Over at the That stage, Cannon looked after the lighting rig, working with LD Myles Wong to ensure that dynamic light shows were delivered for the likes of Pixies, Rebelution, Noah Kahn, Sylvan Esso, Big Wild, and J.I.D.
Helping to make this possible was a versatile rig that featured 60 Chauvet Professional fixtures. “We had a really versatile rig and everything was prepped in the warehouse,” said Cannon. “That made things a lot easier.”
Anchoring the rig were 24 Maverick Storm 4 fixtures, as well as 12 Color Strike M motorised strobes, 16 Strike 2 blinders, and eight Rogue units, plus two Amhaze Stadium foggers.

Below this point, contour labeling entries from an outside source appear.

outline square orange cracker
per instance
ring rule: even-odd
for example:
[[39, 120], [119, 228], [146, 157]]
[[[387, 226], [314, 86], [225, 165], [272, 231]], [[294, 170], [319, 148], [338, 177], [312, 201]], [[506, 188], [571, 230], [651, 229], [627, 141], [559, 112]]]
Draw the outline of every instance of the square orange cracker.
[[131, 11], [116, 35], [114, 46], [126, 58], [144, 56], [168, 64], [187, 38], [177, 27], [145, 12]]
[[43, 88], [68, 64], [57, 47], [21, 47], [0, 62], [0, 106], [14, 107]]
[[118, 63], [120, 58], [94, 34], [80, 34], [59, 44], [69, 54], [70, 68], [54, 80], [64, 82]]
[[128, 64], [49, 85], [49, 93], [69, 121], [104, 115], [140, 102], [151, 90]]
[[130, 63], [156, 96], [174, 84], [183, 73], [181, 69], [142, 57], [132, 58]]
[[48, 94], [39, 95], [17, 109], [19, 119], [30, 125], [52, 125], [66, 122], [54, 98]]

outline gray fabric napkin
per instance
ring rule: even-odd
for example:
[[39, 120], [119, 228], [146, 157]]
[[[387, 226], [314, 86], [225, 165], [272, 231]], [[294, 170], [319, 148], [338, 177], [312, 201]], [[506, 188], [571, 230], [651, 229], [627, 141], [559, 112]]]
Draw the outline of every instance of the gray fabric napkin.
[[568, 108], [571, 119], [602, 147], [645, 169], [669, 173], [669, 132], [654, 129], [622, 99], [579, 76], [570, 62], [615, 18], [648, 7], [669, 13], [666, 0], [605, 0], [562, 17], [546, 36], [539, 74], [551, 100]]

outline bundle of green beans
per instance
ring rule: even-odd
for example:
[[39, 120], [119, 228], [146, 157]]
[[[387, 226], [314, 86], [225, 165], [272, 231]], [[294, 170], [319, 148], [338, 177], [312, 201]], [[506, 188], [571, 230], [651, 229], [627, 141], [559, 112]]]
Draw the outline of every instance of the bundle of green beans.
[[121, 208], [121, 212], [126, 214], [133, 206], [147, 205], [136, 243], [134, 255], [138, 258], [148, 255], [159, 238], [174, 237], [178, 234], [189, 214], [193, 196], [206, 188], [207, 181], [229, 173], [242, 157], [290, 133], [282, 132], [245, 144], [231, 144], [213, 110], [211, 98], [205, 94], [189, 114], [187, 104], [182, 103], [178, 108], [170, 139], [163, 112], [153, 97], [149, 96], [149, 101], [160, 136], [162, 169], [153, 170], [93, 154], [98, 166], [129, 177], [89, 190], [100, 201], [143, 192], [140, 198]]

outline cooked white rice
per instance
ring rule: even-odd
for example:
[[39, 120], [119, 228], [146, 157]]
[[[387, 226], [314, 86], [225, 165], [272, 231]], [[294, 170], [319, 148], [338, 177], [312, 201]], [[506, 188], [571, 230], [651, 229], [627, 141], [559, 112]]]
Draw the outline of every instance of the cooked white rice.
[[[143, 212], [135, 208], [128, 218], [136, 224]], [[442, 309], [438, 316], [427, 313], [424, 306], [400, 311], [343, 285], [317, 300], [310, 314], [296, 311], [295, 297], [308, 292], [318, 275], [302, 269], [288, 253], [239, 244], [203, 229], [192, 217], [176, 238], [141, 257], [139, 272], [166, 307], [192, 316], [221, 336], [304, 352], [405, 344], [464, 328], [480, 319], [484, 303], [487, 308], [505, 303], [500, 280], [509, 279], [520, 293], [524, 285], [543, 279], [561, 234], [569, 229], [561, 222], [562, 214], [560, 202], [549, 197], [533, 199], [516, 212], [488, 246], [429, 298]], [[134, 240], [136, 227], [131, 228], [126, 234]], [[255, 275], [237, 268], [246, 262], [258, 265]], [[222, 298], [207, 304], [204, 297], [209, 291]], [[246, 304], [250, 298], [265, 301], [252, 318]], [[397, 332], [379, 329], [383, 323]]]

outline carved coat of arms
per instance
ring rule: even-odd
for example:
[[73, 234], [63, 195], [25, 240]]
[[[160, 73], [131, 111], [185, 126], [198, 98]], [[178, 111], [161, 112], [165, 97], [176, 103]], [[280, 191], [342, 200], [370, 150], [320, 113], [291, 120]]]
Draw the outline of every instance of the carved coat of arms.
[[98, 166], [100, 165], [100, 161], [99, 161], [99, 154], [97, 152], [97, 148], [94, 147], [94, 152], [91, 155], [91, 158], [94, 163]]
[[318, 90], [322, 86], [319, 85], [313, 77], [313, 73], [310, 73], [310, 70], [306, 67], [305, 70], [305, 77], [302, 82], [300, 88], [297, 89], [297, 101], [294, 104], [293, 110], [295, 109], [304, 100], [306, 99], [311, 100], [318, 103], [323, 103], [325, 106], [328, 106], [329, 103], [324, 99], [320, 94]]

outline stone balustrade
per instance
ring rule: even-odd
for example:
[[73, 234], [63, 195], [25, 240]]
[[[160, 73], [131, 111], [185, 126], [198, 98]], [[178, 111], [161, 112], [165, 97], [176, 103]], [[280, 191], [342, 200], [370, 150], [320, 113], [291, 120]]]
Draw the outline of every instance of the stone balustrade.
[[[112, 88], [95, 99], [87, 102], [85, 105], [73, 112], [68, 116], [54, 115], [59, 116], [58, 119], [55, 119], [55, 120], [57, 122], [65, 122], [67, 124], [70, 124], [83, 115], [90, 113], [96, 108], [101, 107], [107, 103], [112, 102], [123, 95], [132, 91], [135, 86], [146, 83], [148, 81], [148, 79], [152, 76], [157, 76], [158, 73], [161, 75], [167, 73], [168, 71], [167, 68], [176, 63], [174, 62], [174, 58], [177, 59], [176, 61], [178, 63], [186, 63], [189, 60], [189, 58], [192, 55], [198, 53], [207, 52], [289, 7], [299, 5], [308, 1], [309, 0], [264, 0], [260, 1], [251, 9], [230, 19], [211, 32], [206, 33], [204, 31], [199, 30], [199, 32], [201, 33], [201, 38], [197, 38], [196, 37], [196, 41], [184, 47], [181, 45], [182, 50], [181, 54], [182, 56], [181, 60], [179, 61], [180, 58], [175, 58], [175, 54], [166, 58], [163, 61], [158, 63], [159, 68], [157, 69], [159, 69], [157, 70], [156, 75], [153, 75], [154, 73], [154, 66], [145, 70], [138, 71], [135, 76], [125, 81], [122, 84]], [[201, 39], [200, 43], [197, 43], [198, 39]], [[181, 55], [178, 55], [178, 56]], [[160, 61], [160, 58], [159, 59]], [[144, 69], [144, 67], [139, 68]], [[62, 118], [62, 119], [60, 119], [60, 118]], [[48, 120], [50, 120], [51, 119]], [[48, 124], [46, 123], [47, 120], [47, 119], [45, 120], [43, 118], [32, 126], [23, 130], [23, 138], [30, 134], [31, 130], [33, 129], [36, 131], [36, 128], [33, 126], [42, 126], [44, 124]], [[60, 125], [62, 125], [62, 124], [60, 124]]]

These fixtures were positioned on the truss structures that created the tent’s triangular roof. From this vantage point, the intense output of the Storm and Strike fixtures created crowd-stirring audience lighting. Collectively, the fixtures were also used to conjure up a diverse range of engaging looks and colour changes to reflect the music and personality of each artist.
“This wasn’t your typical stage with straight trusses, but its triangular configuration did make running chases and symmetrical effects very fun,” said Cannon. “The fixture configuration that the Harford Sound team provided was really very cool. It made the tent seem larger, which was really a nice effect.”
Cannon lit many of the early acts himself, and appreciated the versatility of the rig. For the visiting LDs, he kept a chart at FOH to help with cloning. “It was a very LD-friendly rig,” he said “Not the biggest, but very tasteful, and really perfect for the space.”